From b4e8d4f6aec7e510b59a90dede9eb576215943ab Mon Sep 17 00:00:00 2001
From: Roy214 <abroy@redhat.com>
Date: Mon, 21 Aug 2023 16:55:22 -0500
Subject: [PATCH] TROUBLESHOOTING: Performance tuning in sssd

---
 src/contents.rst                    |  1 +
 src/troubleshooting/performance.rst | 84 +++++++++++++++++++++++++++++
 2 files changed, 85 insertions(+)
 create mode 100644 src/troubleshooting/performance.rst

diff --git a/src/contents.rst b/src/contents.rst
index be77cdf..9035cc5 100644
--- a/src/contents.rst
+++ b/src/contents.rst
@@ -93,6 +93,7 @@ Table of Contents
    Basics <troubleshooting/basics>
    Backend <troubleshooting/backend>
    SSSD Errors <troubleshooting/errors>
+   Performance Tuning <troubleshooting/performance>
    Log Analyzer <troubleshooting/analyzer>
    Fleet Commander <troubleshooting/fleet-commander>
    SUDO <troubleshooting/sudo>
diff --git a/src/troubleshooting/performance.rst b/src/troubleshooting/performance.rst
new file mode 100644
index 0000000..63d5ac0
--- /dev/null
+++ b/src/troubleshooting/performance.rst
@@ -0,0 +1,84 @@
+Performance tuning in SSSD
+##########################
+
+Slow id lookup
+**************
+
+``id`` lookup may become slow if the LDAP or AD user is a member of large groups (viz., 500+ groups). ``id`` is very heavy. ``id`` does a lot under the hood.

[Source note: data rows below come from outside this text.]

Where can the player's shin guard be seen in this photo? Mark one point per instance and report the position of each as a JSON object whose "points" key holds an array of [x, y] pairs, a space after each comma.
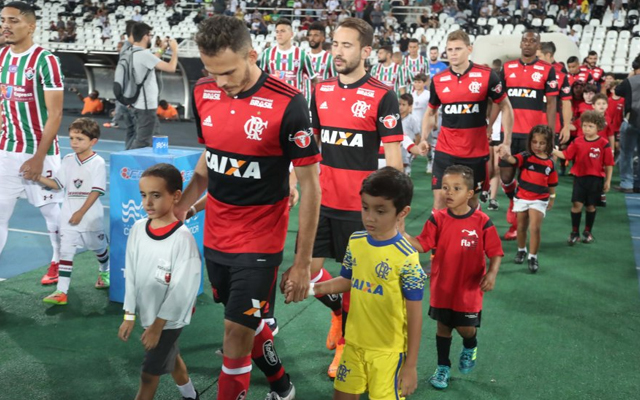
{"points": [[51, 214], [103, 259], [234, 378], [330, 300], [265, 356]]}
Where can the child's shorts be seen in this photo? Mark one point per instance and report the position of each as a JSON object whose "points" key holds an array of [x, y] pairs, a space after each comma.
{"points": [[371, 371], [162, 359], [520, 205]]}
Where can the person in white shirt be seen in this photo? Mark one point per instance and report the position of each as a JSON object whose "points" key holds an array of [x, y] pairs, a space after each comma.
{"points": [[83, 177], [162, 278]]}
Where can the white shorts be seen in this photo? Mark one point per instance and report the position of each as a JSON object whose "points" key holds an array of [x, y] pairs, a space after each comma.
{"points": [[94, 241], [12, 186], [520, 205]]}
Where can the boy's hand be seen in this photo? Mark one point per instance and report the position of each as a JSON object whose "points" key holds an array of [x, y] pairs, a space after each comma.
{"points": [[488, 282], [76, 217], [150, 338], [408, 380], [125, 330]]}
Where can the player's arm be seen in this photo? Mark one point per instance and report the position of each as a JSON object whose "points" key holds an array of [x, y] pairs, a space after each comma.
{"points": [[32, 168]]}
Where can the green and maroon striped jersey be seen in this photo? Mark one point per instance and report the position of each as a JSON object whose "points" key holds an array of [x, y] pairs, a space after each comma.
{"points": [[23, 80], [292, 66], [323, 65], [394, 76]]}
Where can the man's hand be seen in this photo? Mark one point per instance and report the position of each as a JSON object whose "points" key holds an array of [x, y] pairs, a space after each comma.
{"points": [[32, 168], [408, 378], [296, 281], [76, 217], [125, 330]]}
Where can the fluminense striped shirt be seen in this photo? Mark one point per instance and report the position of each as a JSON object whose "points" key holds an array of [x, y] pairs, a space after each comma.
{"points": [[23, 80]]}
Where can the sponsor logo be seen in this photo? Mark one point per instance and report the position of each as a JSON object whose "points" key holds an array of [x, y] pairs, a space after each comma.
{"points": [[133, 174], [255, 309], [233, 167], [366, 92], [474, 87], [261, 102], [382, 270], [269, 352], [360, 108], [208, 94], [340, 138], [390, 121], [367, 287], [254, 128], [516, 92], [455, 109], [302, 139]]}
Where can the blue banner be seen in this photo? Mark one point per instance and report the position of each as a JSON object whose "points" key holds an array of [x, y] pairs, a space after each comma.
{"points": [[126, 203]]}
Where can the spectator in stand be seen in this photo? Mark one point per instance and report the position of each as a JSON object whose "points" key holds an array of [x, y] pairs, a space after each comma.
{"points": [[167, 112], [92, 104]]}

+Behind the scenes, when the ``id $user`` command is executed, it triggers the following:
+ 
+1] Get user information - getpwnam() for the user.
+ 
+2] Get primary group information - getgrgid() for the primary group of the user.
+ 
+3] Get list of groups - getgrouplist() for the user.
+ 
+4] Get group information for each group returned from step 3 - getgrid() for all GIDs returned from the getgrouplist() call.
+ 
+We can identify from the above 4 steps which step is actually slow. In order to collect detailed information, we need to add ``debug_level = 9`` under the ``[$domain]`` section of the ``/etc/sssd/sssd.conf" file, followed by a ``sssd`` restart. We often notice that step 4 is the step where ``sssd`` takes most of its time because the most data-intensive operation is downloading the groups, including their members, and by default this feature is enabled. We can turn this off by setting ``ignore_group_members = true``.
+Usually, we are interested in what groups a user is a member of. Setting the ``ignore_group_members`` option to True makes all groups appear as empty, thus downloading only information about the group objects themselves and not their members, providing a significant performance boost. Please note that id aduser@ad_domain would still return all the correct groups.
+ 
+- Pros: getgrnam/getgrgid calls are significantly faster.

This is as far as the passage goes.